The hospitality industry has always evolved alongside technology—from online booking engines to mobile check-ins and personalized guest experiences. Now, a new wave of innovation is redefining how hotels attract, engage, and convert travelers: Agentic AI. Unlike traditional AI tools that simply respond to commands, Agentic AI systems can act autonomously, make decisions, and execute complex marketing tasks with minimal human input. For hotels, this means smarter campaigns, real-time personalization, and marketing strategies that adapt instantly to guest behavior. As competition intensifies and guest expectations rise, Agentic AI is quickly becoming the next frontier in hotel marketing.

Agentic AI in Hotel Marketing

AI is transforming how travelers search for information about trips and accommodations. Hotels and resorts are already working to optimize their content to appear in AI-generated answers — a process known as Generative Engine Optimization (GEO).

The next step is that as a hotel or resort, you’re not only discoverable but also bookable directly within large language models like ChatGPT or Google’s travel AI. That’s where Agentic AI comes in.

Agentic AI doesn’t just provide information — it can also take action. More broadly, Agentic AI refers to an autonomous digital assistant capable of setting its own goals and completing tasks with minimal human input.

Imagine saying: “Book me a hotel in New York for next weekend, two people, preferably with a spa, budget €200 per night.”
A generative AI would give you a list of suggestions. An agentic AI would go further — checking availability, comparing prices, and, with your permission, completing the booking. In short, it acts like a digital travel agent that both researches and reserves.

Big Tech bets on Agentic AI

The major tech players are heavily investing in agentic AI for travel and hospitality.
Google recently announced an expansion of its Search AI capabilities, allowing users to book hotels and flights directly within the AI interface. Travelers can simply describe what they’re looking for in natural language, and the AI will show results with all details — availability, prices, reviews, and photos — and even complete the booking without leaving Google.

OpenAI is following a similar path, testing agentic search functions that enable direct bookings through partners like Expedia and Booking.com. The AI search company Perplexity has also partnered with SelfBook and Tripadvisor to enable native hotel bookings within its AI-powered environment.
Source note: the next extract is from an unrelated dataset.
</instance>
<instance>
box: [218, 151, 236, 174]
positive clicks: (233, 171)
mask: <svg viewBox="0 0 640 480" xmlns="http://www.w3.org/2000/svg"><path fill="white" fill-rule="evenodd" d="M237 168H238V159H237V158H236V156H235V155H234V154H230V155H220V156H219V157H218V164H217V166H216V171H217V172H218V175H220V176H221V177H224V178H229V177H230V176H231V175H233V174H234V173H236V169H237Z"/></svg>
Why should hotels and resorts care?

Agentic AI may well become the travel agent of the future.
As consumers increasingly rely on AI assistants to plan and book trips, hotels must ensure they remain visible and bookable within this new ecosystem.

Early research already shows strong adoption: by 2025, around 22% of global travelers are expected to use AI-driven tools for trip planning, and over 90% say they intend to use AI for future travel. That means trust in digital assistants is growing rapidly — particularly among younger and international travelers

How can hotels prepare strategically?

The relevance of agentic AI for hotels has two main aspects:

  1. Visibility: If an AI does the research for travelers, your property needs to appear in its responses. This is where Generative Engine Optimization comes in — making your content “AI-ready.” (We’ll cover GEO in depth in another post.)
  2. Bookability: Your hotel must be bookable within these AI-driven booking flows. Properties that aren’t connected to the AI ecosystems risk being left out, no matter how good their product is. Early adopters, however, can gain an advantage — being among the first hotels in their region to become bookable through Google’s AI Mode, for example, could increase direct reservations dramatically

Becoming bookable within AI environments

You have two main paths:

  • Through OTAs: Partner with platforms like Expedia or Booking.com that are already integrating with AI. This ensures inclusion but keeps you dependent on their commissions.
  • Through direct integration: Make your own website or system bookable via AI.
    Key considerations:
  • Keep your data well-structured and accessible. Using an MCP (Model Context Protocol) server can help exchange data with AI environments like ChatGPT to provide availability, pricing, or booking functionality.
  • Define your positioning: decide in which types of queries or contexts you want your hotel to be recommended — just like choosing the right keywords in SEO or paid search.
  • Determine who implements the integration: your PMS provider, internal tech team, or a specialized agency?
  • Experiment with AI-assisted guest communication: Deploy a generative AI chatbot on your website that can answer questions, show availability, and even initiate bookings. This builds familiarity and lowers barriers for direct bookings.
  • Prepare your organization: Discuss how your team will handle bookings through AI agents. Are your systems ready for shorter booking funnels with fewer human touchpoints? Should your marketing adapt as traffic shifts from websites or OTAs to AI-driven platforms.

Conclusion

Agentic AI represents a powerful shift in how hotels approach marketing—moving from reactive tactics to intelligent, self-optimizing systems that work around the clock. By automating decision-making, personalizing guest journeys, and continuously optimizing campaigns, hotels can deliver more relevant experiences while saving time and resources. Those who embrace Agentic AI early will gain a competitive edge, building stronger guest relationships and driving higher bookings in an increasingly digital marketplace. As hotel marketing enters this new frontier, one thing is clear: the future belongs to brands that let AI not just assist, but actively lead.